Knock-out warrants

Knock-out warrants are similar to trading warrants except they contain a knock-out or barrier feature. Issued as either calls or puts, they allow you to trade a rising or falling share price (or index). Some issuers refer to them as Turbos.

Knock-out warrants are generally issued 'in-the-money' with a delta of 1, the issue price represents the difference between the current share price or index level and the exercise price, plus a small premium.

  • The warrant terminates and ceases to exist, if the relevant price of the underlying asset touches the barrier. Some knock-out warrants may pay an intrinsic value after being knocked out.
  • The disclosure document will define the price of the underlying asset that triggers the knock-out event. For example, the trigger for an index knock-out warrant could be the corresponding futures contract.
  • Upon expiry, you may be entitled to a payment of intrinsic value from the issuer. You can elect for physical settlement of the underlying shares upon exercise of the knock-out warrant.
  • The fourth letter of the ASX warrant code for knock-out warrants is “X”.
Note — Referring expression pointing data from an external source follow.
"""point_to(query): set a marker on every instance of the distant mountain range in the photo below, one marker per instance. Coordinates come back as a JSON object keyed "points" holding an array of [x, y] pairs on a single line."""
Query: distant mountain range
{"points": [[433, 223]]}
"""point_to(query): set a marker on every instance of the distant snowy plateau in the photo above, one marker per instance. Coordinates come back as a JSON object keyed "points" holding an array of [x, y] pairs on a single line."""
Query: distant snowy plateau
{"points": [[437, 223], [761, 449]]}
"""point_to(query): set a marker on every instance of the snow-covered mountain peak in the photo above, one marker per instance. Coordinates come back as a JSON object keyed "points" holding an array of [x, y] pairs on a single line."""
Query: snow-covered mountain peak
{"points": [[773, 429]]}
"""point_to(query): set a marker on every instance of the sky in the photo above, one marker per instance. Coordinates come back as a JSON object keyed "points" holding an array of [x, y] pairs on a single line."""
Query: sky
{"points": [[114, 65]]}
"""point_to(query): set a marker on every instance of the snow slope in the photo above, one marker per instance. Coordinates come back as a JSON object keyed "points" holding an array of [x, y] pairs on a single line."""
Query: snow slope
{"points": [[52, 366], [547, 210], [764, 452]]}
Benefits of knock-out warrants

  • Leverage
    Knock-out warrants are highly leveraged trading tools by paying only a fraction of the value of the share or index.
    Because of the high delta, the warrant price will most likely reflect the change in the underlying asset’s price, thus giving you greater leverage than the underlying share.
    The time value component is relative small due to the warrant being ‘in-the money’ and containing the knock-out feature. As a result, the amount of time value that can erode over time is less than that of an otherwise identical vanilla trading warrant.
  • Risk management
    You can use call and put warrants to manage your risk. Call warrants enable you to lock in a purchase price and defer purchasing the underlying securities to a later date. In situations where you may hold the underlying instrument, put warrants enable you to lock in a sell price for this asset, thus protecting the value of a physical share holding.

Risks of knock-out warrants

  • The underlying asset fails to perform as you expected.
  • The knock-out or barrier feature can cause the warrant to expire early, without notice and value. When investing in warrants, the maximum amount at risk is your initial investment (plus transaction costs).
  • Knock-out warrants offer leveraged exposure, magnifying percentage profits and losses.

Example of a knock-out warrant

Warrant code BHPXOI
Underlying asset BHP Billiton Ltd
Exercise price $13.50
Knock-out level $13.50
Warrant type Call warrant
Expiry date 23 March 2005
Conversion ratio 1

BHPXOI warrants give you the right, but not the obligation to buy BHP Billiton Ltd shares at $13.50 on the expiry date. If the share price hits $13.50 any time during the period of trading ,the warrant will terminate immediately, and expire worthless.

The disclosure document outlines the terms and conditions for each warrant series. You should be familiar with those prior to trading. You can access information on how to find a disclosure document on the ASX website. Alternatively, you may contact your adviser or the warrant issuer.